Vakhrushev A.E.1, Temereva E.N.2* 2025. New data on early astogeny and microstructure of cystid in Patinella verrucaria (Bryozoa: Cyclostomata) // Invert. Zool. Vol.22. No.4. P.595–613 [in English].
1 Invertebrate Zoology Department, Lomonosov Moscow State University, Leninskie Gory 1-12, Moscow 119234 Russia.

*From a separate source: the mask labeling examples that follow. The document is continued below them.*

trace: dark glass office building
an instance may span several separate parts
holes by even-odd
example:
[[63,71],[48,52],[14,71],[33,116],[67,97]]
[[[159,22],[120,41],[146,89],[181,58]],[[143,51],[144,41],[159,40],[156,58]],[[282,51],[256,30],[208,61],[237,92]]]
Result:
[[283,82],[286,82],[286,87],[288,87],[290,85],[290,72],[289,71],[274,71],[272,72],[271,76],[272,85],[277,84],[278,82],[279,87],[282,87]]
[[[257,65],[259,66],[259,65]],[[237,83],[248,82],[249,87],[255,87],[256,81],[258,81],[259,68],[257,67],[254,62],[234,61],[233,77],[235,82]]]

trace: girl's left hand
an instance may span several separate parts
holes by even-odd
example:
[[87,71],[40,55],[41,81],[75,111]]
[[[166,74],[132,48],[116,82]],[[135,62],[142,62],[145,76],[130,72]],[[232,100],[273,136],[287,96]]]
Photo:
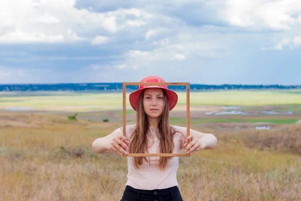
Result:
[[[187,142],[184,144],[185,151],[188,154],[192,154],[197,151],[204,149],[205,148],[205,143],[202,142],[201,139],[198,139],[192,135],[190,135],[187,139]],[[189,142],[187,145],[187,142]]]

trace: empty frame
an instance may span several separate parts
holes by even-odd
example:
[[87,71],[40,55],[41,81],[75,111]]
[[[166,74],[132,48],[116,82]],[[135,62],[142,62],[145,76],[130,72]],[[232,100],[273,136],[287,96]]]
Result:
[[[187,128],[187,136],[190,135],[190,83],[189,82],[122,82],[122,124],[123,134],[126,137],[126,86],[127,85],[183,85],[186,86],[186,127]],[[123,154],[124,157],[137,157],[137,156],[190,156],[190,154],[186,153],[128,153],[126,155]]]

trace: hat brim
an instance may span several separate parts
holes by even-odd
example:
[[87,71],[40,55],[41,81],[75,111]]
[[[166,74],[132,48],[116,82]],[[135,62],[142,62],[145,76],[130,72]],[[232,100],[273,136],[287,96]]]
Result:
[[178,94],[176,92],[171,89],[163,88],[160,86],[149,85],[146,86],[144,88],[137,89],[130,93],[129,97],[129,103],[135,111],[137,110],[138,103],[139,102],[139,97],[140,97],[141,92],[144,89],[147,88],[160,88],[166,91],[169,102],[170,111],[173,110],[177,105],[178,97]]

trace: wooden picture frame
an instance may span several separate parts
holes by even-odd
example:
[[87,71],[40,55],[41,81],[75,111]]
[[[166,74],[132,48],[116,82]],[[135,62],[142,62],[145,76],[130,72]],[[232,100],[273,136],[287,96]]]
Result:
[[[190,135],[190,82],[122,82],[122,126],[123,134],[126,137],[126,86],[127,85],[183,85],[186,86],[186,127],[187,129],[187,136]],[[128,153],[126,155],[123,154],[124,157],[145,157],[145,156],[180,156],[189,157],[190,154],[186,153]]]

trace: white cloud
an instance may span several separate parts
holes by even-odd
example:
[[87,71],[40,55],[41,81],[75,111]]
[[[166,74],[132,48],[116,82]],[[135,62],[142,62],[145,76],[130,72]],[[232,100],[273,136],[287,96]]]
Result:
[[14,69],[0,66],[0,79],[2,82],[4,80],[9,80],[14,77],[20,77],[26,76],[24,71],[21,69]]
[[263,47],[261,50],[292,50],[301,47],[301,36],[295,36],[292,38],[284,38],[278,42],[275,45]]
[[227,0],[220,11],[231,25],[254,29],[286,30],[300,26],[299,0]]
[[172,59],[172,60],[185,60],[186,56],[181,54],[176,54]]
[[[169,18],[136,9],[97,13],[77,9],[76,0],[2,0],[0,44],[107,41],[98,35],[140,27],[156,18]],[[130,17],[130,19],[128,18]],[[100,42],[99,42],[100,41]]]
[[105,36],[97,36],[95,37],[91,42],[93,45],[101,44],[108,41],[108,38]]

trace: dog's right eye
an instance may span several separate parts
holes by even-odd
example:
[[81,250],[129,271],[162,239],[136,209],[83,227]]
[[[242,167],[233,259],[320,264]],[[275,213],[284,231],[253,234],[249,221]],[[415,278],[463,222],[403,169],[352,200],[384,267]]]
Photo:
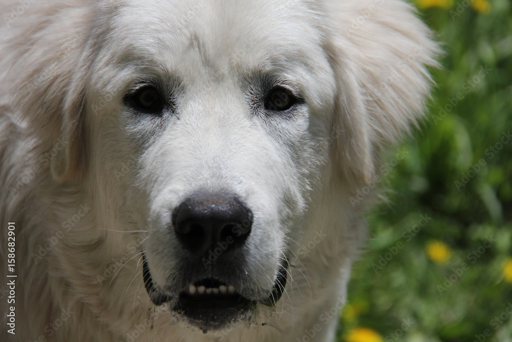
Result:
[[159,115],[165,105],[165,102],[158,91],[151,86],[137,89],[127,99],[134,109],[147,114]]

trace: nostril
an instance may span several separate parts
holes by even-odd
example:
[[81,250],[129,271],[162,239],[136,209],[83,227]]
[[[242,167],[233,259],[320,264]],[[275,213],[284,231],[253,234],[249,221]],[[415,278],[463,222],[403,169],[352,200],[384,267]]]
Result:
[[173,214],[173,225],[183,247],[203,255],[217,244],[224,252],[244,245],[250,234],[252,213],[236,198],[194,197]]

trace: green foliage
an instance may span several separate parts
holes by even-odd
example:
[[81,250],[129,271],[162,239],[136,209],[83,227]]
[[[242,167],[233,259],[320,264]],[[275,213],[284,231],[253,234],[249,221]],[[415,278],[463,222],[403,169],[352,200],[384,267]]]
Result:
[[[504,269],[512,255],[512,5],[459,13],[463,2],[421,12],[443,44],[443,68],[432,70],[428,119],[388,177],[389,200],[369,215],[369,247],[354,267],[339,340],[364,327],[386,342],[512,341]],[[421,215],[431,218],[423,227]],[[433,241],[447,246],[444,262],[429,257]]]

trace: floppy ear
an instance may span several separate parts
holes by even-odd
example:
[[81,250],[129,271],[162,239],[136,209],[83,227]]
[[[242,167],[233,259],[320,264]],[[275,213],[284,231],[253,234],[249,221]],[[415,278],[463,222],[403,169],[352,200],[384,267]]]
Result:
[[78,176],[85,169],[86,149],[84,132],[83,94],[70,91],[65,103],[62,115],[60,139],[64,148],[51,159],[53,177],[63,180],[72,175]]
[[342,131],[334,148],[349,179],[367,183],[378,152],[417,125],[432,84],[427,68],[437,66],[440,50],[404,2],[331,3],[325,49],[338,84],[333,124]]
[[83,170],[86,160],[81,83],[86,77],[79,70],[88,33],[78,22],[86,23],[90,10],[68,6],[63,3],[59,10],[46,13],[44,4],[34,3],[24,20],[13,23],[8,33],[11,38],[0,47],[0,57],[10,67],[5,79],[19,120],[29,123],[41,152],[57,142],[64,145],[50,158],[51,173],[60,180]]

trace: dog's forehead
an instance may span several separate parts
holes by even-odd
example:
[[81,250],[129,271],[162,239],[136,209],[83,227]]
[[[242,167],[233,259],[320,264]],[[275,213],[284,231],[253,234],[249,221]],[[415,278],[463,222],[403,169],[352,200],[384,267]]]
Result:
[[315,26],[319,12],[308,6],[298,1],[129,0],[117,9],[111,27],[125,58],[151,56],[181,72],[283,66],[317,72],[326,66],[324,37]]

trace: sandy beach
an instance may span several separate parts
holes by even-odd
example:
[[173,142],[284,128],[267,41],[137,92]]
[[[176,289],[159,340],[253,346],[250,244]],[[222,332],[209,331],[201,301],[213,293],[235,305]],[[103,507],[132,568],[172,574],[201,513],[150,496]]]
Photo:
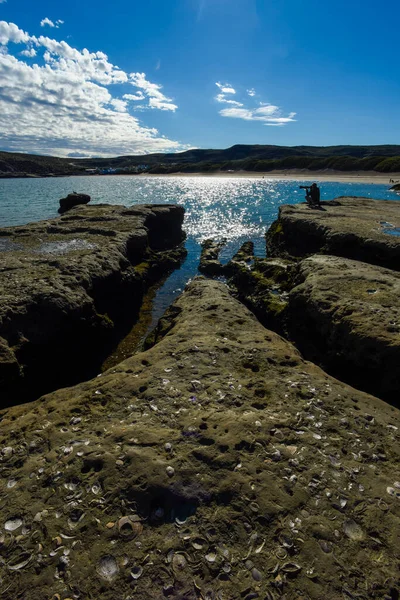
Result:
[[255,173],[252,171],[219,171],[217,173],[169,173],[169,174],[146,174],[141,177],[246,177],[248,179],[279,179],[286,181],[335,181],[339,183],[376,183],[379,185],[393,185],[400,183],[400,173],[377,173],[377,172],[344,172],[344,171],[269,171],[267,173]]

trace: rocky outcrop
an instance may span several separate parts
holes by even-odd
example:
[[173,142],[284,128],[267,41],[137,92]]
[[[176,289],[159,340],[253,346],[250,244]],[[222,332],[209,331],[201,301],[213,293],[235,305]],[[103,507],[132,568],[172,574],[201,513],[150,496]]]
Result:
[[286,327],[309,359],[400,406],[400,274],[334,256],[302,261]]
[[88,204],[88,202],[90,202],[90,196],[88,196],[88,194],[77,194],[76,192],[72,192],[72,194],[68,194],[66,198],[61,198],[58,212],[63,214],[74,206]]
[[82,206],[0,230],[0,405],[99,371],[150,282],[179,265],[180,206]]
[[226,239],[216,241],[212,239],[204,240],[201,243],[201,255],[199,263],[200,273],[217,277],[225,274],[225,266],[221,264],[219,255],[222,248],[226,245]]
[[[281,207],[267,234],[268,258],[252,256],[247,242],[219,268],[261,323],[294,341],[307,359],[398,406],[400,262],[393,261],[400,238],[393,234],[400,203],[352,198],[323,208]],[[372,263],[386,261],[397,270],[326,255],[329,249],[365,254]],[[302,260],[311,250],[321,254]],[[206,273],[218,271],[212,258],[210,271],[203,255]]]
[[304,257],[322,253],[400,270],[400,207],[397,201],[343,197],[284,205],[267,232],[269,256]]
[[399,411],[221,283],[156,340],[0,413],[2,597],[397,598]]

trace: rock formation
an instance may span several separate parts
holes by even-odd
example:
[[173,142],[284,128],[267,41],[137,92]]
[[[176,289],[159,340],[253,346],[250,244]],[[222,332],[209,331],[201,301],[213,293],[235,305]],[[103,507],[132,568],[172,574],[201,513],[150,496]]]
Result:
[[400,270],[398,201],[343,197],[322,202],[321,210],[284,205],[267,232],[269,256],[334,254]]
[[87,194],[77,194],[76,192],[72,192],[72,194],[68,194],[66,198],[61,198],[58,212],[63,214],[74,206],[78,206],[79,204],[88,204],[88,202],[90,202],[90,196]]
[[[220,265],[238,298],[266,327],[295,341],[306,358],[334,376],[396,406],[400,238],[384,231],[399,224],[399,218],[399,202],[363,198],[339,198],[325,203],[323,211],[282,206],[267,234],[268,254],[272,248],[274,258],[251,256],[247,243],[227,265]],[[212,244],[208,240],[204,247]],[[316,249],[335,251],[340,258],[312,255]],[[364,256],[372,264],[343,255]],[[207,259],[203,252],[202,268],[210,273]],[[218,264],[213,257],[213,272]]]
[[180,206],[81,206],[0,230],[0,406],[99,371],[149,282],[179,265]]
[[398,598],[399,411],[214,281],[153,342],[0,413],[2,597]]

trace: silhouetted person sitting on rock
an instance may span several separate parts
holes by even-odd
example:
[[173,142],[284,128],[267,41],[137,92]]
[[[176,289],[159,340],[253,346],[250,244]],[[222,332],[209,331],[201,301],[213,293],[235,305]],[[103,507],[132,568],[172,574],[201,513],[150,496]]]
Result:
[[321,193],[320,193],[320,189],[317,186],[316,183],[313,183],[312,185],[301,185],[300,189],[302,190],[306,190],[306,202],[309,206],[311,207],[315,207],[315,206],[321,206]]

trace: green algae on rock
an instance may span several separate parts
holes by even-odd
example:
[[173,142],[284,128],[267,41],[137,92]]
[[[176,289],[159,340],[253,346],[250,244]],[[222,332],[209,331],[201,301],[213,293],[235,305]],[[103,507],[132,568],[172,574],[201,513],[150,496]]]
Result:
[[400,227],[400,203],[343,197],[322,202],[283,205],[267,231],[269,256],[304,257],[333,254],[400,270],[400,237],[385,233]]
[[296,270],[287,331],[309,360],[400,406],[400,274],[335,256]]
[[79,206],[0,229],[1,406],[99,371],[148,285],[185,255],[183,215],[175,205]]
[[399,411],[214,281],[153,344],[0,413],[3,598],[397,597]]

2 Evolutionary Biology Department, Lomonosov Moscow State University, Leninskie Gory 1-12, Moscow 119234 Russia.
*Corresponding author
Elena Temereva: temereva@mail.ru ORCID https://orcid.org/0000-0001-7791-0553
Alexey Vakhrushev: a.e.vakhr@gmail.com ORCID https://orcid.org/0009-0003-9622-9212
doi: 10.15298/invertzool.22.4.06
ABSTRACT: Cyclostomatida is one of two groups of recent bryozoans with a skeleton of calcium carbonate. Unlike Cheilostomatida, the skeleton of cyclostome bryozoans has a small set of characters that can be used for identification and phylogenetic analysis. In this study, we used computed microtomography (mCT) and scanning electron microscopy (SEM) to deepen our understanding of the early stages of development and microstructural characteristics of representatives of the Lichenoporidae family using Patinella verrucaria as an example. The outer wall of the colony has a granular microstructure and is covered with a cuticle. In the inner colony walls, we registered three zones composed of only two fabrics: the accretion zone (with a granular fabric), the transition zone, and the zone of foliaceous crystallites (both with a foliated fabric). The inner wall of the colony has numerous outgrowths, or pustules, arranged in rows along the growing edge of the colony. They reach their maximum size at a certain distance from the colony centre and can be involved in the transport of materials within the colony. The process of skeletal formation in P. verrucaria is similar to that of other cyclostome bryozoans and resembles the process of biomineralization observed in Mollusca. Microscopic skeletal features are important identification characters at both the genus and species levels and also can be used to identify growth zones within a colony. Our data on the skeletal microstructure of the alveoli suggest that they are kenozooids. The study of young colony development using light microscopy and, for the first time, mCT confirmed two options of colony development relative to the growth direction of the first zooid: right- and left-directional scenarios. This phenomenon exemplifies the enantiomorphic colonies recorded in recent cyclostomes. The two mirror types of early colony development have a ratio of 470 (right):394 (left), suggesting either a genetic determination of growth or a significant influence of the physical characteristics of the substrate on colony development.
KEY WORDS: colony development, computer microtomography, scanning electron microscopy, enantiomorphy, symmetry features, Lichenoporidae, White Sea.